How to run the post-ranking discussion?

I don't have such neat, prescriptive advice for how to run the discussion after the ranking.

If it's low-stakes, you could:

  • Just stick with the aggregated rankings.
  • Give a single person the final say to slightly reorder the top handful.
  • Borrow from Planning Poker rules, i.e. ask the person with the highest and the person with the lowest scores to each briefly share their reasons, and then use a simple decision procedure to adjust scores/rankings following that.

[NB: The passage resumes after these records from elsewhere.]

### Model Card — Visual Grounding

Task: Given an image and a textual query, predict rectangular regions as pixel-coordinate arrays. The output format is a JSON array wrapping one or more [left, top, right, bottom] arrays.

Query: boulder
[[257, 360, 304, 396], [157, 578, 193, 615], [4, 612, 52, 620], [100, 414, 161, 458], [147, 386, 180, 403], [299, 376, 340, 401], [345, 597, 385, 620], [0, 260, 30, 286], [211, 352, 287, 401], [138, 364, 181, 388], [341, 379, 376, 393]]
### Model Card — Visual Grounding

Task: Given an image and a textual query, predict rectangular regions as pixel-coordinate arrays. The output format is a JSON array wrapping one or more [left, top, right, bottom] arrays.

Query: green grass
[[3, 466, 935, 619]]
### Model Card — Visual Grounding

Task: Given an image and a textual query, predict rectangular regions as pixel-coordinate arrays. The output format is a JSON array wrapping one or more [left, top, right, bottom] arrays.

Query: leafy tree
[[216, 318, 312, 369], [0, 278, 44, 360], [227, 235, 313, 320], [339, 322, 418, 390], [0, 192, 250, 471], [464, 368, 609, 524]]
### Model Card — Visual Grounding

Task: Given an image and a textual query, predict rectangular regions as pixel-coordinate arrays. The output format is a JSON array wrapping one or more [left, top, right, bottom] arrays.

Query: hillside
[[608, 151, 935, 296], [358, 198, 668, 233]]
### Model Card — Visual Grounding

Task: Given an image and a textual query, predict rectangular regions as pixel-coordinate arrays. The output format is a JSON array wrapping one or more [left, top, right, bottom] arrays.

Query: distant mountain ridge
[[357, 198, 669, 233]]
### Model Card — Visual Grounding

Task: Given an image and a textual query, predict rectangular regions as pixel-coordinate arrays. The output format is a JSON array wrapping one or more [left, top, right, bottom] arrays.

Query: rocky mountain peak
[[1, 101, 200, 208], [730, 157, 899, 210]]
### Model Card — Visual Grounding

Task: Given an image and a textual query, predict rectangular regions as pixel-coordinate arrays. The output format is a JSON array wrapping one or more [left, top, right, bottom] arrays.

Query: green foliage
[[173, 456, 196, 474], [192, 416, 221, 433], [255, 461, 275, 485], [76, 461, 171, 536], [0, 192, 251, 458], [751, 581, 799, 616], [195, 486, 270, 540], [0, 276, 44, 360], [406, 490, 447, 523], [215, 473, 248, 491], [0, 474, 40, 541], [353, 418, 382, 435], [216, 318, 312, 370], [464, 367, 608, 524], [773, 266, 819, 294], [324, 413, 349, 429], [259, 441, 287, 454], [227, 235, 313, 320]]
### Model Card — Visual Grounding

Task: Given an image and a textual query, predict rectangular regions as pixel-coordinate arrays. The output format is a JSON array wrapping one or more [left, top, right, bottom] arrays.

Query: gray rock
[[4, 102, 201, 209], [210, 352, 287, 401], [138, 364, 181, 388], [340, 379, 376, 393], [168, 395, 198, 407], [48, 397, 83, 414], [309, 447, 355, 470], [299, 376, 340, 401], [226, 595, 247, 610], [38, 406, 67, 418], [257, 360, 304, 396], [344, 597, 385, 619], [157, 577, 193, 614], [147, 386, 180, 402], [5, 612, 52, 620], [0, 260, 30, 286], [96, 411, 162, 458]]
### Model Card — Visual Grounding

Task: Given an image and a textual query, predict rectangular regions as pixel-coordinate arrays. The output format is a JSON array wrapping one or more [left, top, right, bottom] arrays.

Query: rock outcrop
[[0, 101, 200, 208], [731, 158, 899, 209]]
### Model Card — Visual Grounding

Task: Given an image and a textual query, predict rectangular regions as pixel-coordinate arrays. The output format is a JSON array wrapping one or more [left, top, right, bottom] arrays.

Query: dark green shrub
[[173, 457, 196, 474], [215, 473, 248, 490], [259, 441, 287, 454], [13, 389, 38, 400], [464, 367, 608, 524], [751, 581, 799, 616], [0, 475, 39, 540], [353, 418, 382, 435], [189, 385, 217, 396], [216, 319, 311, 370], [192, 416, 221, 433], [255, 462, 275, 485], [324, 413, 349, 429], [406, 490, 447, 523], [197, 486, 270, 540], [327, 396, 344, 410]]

If it's high-stakes, maybe the discussion focus should be on what further information would inform the decision, then reconvene after gathering that information.

Notion vs Google Sheets

As a rule, I've come to prefer Notion to Google Workspace. But for ease/value rankings, I favour Google Sheets, for a few reasons:

  • Cell-level comments. In Notion, you can only comment at the level of a row. This makes it harder for each person to comment on their particular criterion and score (e.g. my score for Ease for Idea 1).
  • Conditional formatting. Google Sheets can colour cells automatically based on a colour-scale you define, relative to a range or other cells, so that you can [see at a glance](https://en.wikipedia.org/wiki/Parallel_processing_(psychology)) which idea-rows look best, or where there's disagreement.
  • Easier to add new users. The sheets in the template are built for 3 people, but it's fairly easy to add more people in Google Sheets. Just right-click on the columns for Person 2 (the middle of the 3), and insert a new column to one side. That'll automatically update the aggregation functions (which include all the cells between a range). You still have to do this in three places (for Ease, for Value, and for Overall), but it's fairly straightforward. In contrast, I think this would involve a lot more fiddliness to add new people for Notion, including updating all the aggregation equations.

I'm sure Microsoft Excel or similar would be fine too, as long as they support multi-user collaborative editing.

I have a better way of doing things!

If you've found a way to improve things, I would love to hear from you.

In practice, experiment, and use your judgment. Context matters when picking the best approach for a given decision, team, or moment.